A estruturação do núcleo se deu a partir do compartilhamento da proposta de intervenção com os trabalhadores, no qual foi possível identificar aqueles que manifestavam interesse e desejos em trabalhar com a temática. Ressalta-se a importância da horizontalidade de tal conduta, já que, se a escolha fosse feita baseada em práticas compulsórias poderia impactar na efetividade da intervenção.
Os encontros ocorriam na UBS com periodicidade mensal e duração de 1h30 através de referenciais teóricos, discussões de casos e oficinas baseadas em metodologias ativas de ensino aprendizagem cujas temáticas eram elencadas a partir das demandas emergidas no cotidiano do trabalho das equipes de saúde.

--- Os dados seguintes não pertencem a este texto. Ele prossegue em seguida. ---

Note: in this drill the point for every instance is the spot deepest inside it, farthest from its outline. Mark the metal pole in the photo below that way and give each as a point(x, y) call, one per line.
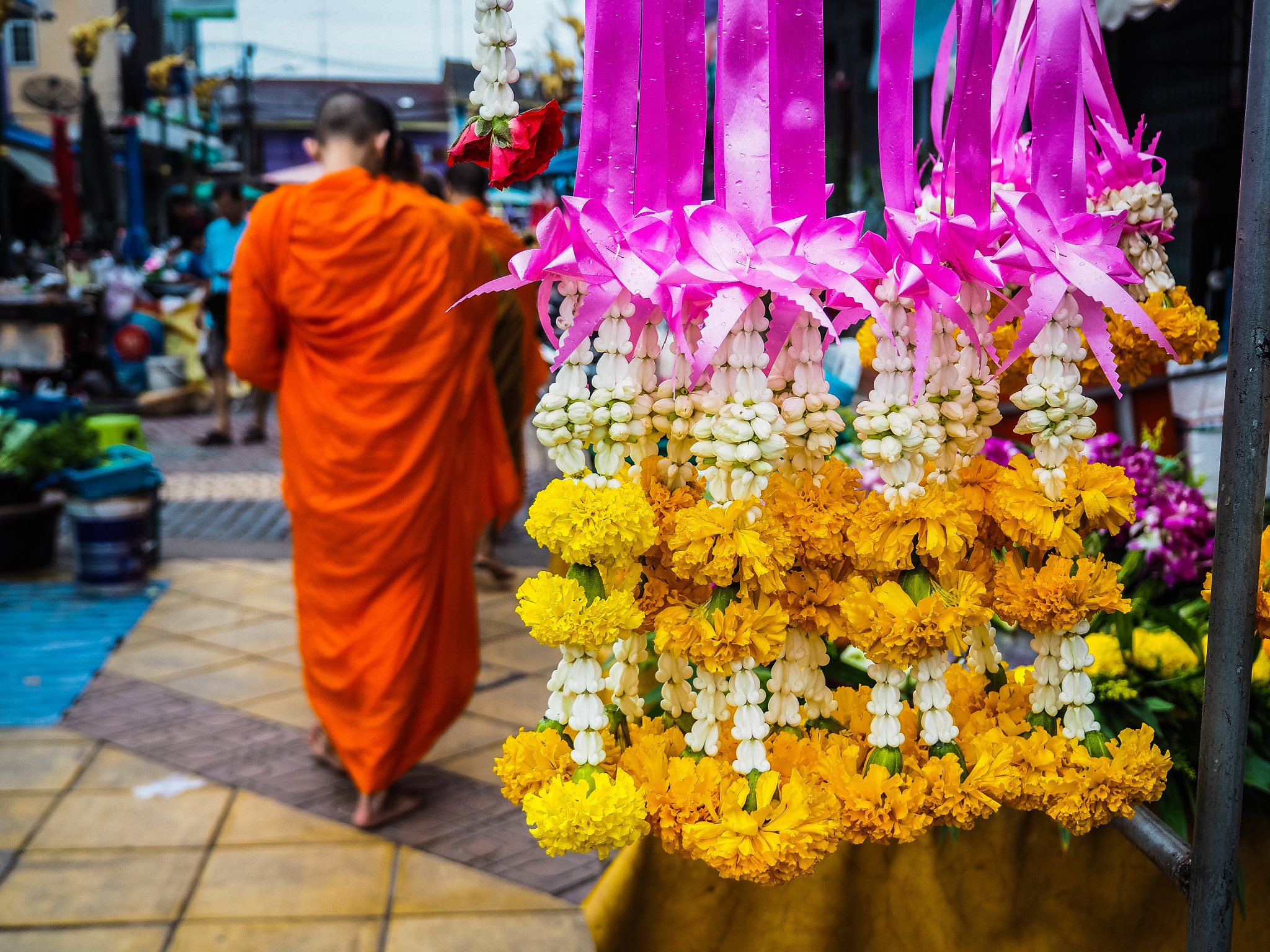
point(1240, 500)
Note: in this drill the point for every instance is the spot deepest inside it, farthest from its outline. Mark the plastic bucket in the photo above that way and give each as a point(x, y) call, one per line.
point(166, 372)
point(112, 542)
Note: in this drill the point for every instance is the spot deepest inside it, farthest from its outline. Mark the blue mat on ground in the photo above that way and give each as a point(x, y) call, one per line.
point(52, 641)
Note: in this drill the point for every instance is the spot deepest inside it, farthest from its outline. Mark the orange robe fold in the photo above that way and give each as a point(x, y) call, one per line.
point(505, 242)
point(393, 452)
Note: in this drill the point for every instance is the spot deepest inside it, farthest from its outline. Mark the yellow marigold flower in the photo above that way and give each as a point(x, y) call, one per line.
point(956, 803)
point(783, 838)
point(1025, 514)
point(724, 545)
point(978, 480)
point(817, 511)
point(939, 523)
point(556, 609)
point(881, 808)
point(1165, 651)
point(1263, 588)
point(1054, 597)
point(666, 501)
point(530, 760)
point(813, 598)
point(753, 625)
point(1184, 325)
point(868, 342)
point(1098, 496)
point(888, 626)
point(678, 790)
point(568, 816)
point(1095, 788)
point(588, 526)
point(1106, 654)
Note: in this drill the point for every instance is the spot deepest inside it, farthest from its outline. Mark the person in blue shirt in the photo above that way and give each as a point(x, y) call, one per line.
point(221, 240)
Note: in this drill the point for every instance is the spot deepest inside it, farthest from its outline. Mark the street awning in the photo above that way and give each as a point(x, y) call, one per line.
point(33, 165)
point(295, 174)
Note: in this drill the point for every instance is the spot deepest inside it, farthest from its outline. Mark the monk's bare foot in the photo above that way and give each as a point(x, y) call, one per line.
point(384, 806)
point(322, 748)
point(497, 569)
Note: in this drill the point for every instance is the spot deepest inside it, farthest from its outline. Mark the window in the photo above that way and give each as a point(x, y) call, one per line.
point(20, 42)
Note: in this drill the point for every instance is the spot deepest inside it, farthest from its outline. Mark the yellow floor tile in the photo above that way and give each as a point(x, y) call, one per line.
point(255, 819)
point(478, 764)
point(429, 884)
point(50, 733)
point(315, 879)
point(469, 733)
point(120, 938)
point(293, 707)
point(18, 815)
point(115, 769)
point(288, 655)
point(40, 764)
point(200, 616)
point(257, 637)
point(520, 702)
point(521, 653)
point(234, 684)
point(117, 819)
point(525, 932)
point(166, 658)
point(97, 886)
point(270, 936)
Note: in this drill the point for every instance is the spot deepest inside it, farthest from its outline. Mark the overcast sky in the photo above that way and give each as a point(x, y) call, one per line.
point(368, 38)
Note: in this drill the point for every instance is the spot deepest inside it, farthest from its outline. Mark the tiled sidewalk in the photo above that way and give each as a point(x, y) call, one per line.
point(208, 683)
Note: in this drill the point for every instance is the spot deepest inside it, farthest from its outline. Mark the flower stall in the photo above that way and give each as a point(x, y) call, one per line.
point(721, 560)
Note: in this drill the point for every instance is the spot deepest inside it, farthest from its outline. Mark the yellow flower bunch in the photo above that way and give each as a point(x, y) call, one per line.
point(751, 626)
point(590, 526)
point(939, 526)
point(1057, 596)
point(1263, 588)
point(1091, 790)
point(1184, 325)
point(557, 612)
point(779, 839)
point(817, 513)
point(732, 544)
point(531, 760)
point(886, 622)
point(572, 816)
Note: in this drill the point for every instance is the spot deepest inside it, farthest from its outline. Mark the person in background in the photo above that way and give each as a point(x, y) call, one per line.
point(221, 240)
point(187, 259)
point(393, 450)
point(520, 369)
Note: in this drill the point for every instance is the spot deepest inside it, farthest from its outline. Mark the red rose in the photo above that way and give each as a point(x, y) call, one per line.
point(513, 150)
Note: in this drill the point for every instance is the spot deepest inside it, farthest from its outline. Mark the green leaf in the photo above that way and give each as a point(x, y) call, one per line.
point(1256, 771)
point(1171, 808)
point(1133, 562)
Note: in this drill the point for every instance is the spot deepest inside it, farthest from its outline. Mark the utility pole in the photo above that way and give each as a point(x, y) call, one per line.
point(247, 111)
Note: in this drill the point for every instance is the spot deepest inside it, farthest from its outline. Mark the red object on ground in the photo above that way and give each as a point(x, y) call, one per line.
point(133, 343)
point(513, 150)
point(65, 165)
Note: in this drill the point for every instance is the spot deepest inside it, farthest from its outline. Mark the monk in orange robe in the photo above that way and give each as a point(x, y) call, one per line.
point(393, 450)
point(515, 355)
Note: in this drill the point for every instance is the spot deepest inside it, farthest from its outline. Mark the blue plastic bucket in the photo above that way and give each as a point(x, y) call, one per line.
point(111, 541)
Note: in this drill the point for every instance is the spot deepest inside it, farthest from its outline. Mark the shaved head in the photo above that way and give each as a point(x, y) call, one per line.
point(352, 115)
point(468, 179)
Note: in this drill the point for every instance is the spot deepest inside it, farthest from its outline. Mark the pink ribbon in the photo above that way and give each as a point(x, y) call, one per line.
point(1078, 250)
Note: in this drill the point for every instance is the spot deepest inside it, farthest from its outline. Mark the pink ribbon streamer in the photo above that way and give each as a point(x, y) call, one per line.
point(606, 148)
point(798, 108)
point(744, 151)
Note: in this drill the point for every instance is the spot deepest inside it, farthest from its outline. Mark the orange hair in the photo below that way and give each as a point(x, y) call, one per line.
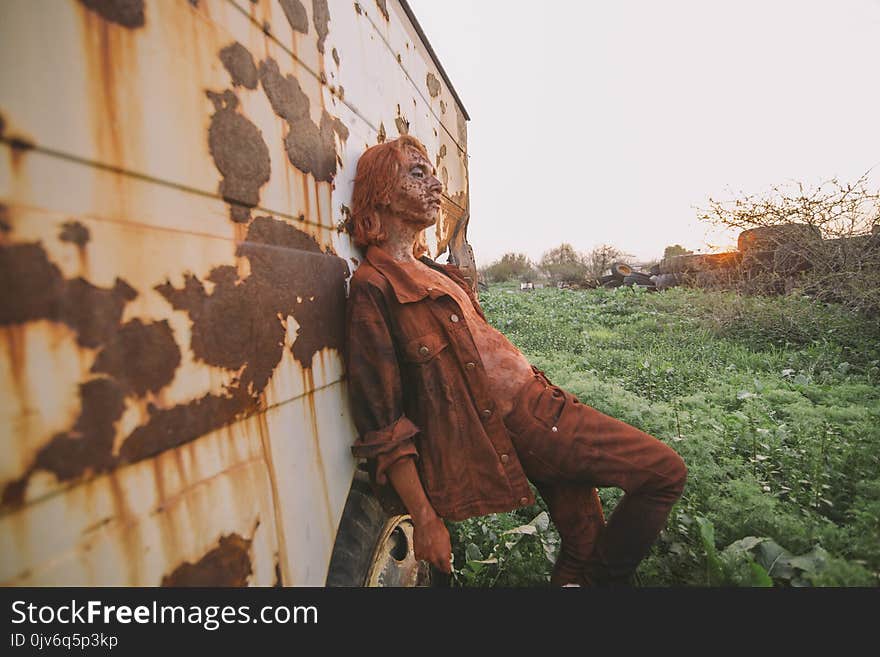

As temáticas discutidas ao longo a intervenção foram agrupadas em eixos temáticos como: “identificação de situações de risco”; “acolhimento”; “atendimento/manejo”; “vigilância”; “seguimento dos casos de pessoas em situação de violência e suas famílias”; “condutas legais”. Após a estruturação do núcleo observou-se um aumento do número de notificações dos casos de violência, bem como a prioridade para discussões desses em reuniões de equipe, o que pode representar a sensibilização e apropriação dos profissionais de saúde para a importância do cuidado a pessoas em situação de violência no contexto da Atenção Básica.
Ainda que não intencional, o espaço do núcleo também teve a função de possibilitar aos próprios profissionais o reconhecimento de si enquanto sujeitos atravessados pelas violências cotidianas no interior de nossa cultura, o que contribuiu com o aumento da empatia e manejo em relação ao cuidado de pessoas em situações de violência. Ressalta-se que o núcleo não operava como equipe especializada que atendia aos casos “encaminhados” pelos profissionais, mas produzia tensionamentos e contribuía com a construção de possíveis modos de cuidar desses sujeitos.
Iniciativas de educação permanente, como a do núcleo, possibilitam a formação e qualificação profissional “no” e “para o” SUS, uma vez que profissionais assumem o papel de articulador e multiplicador das ações a serem desencadeadas para o enfrentamento de situações de violência a que os sujeitos do território vivenciam articulando-as ao debate sobre as dinâmicas sociais que engendram as violências pautada por uma postura ética em detrimento de práticas moralizantes e provocando (re)significação das práticas em saúde para o enfrentamento de situações de violência.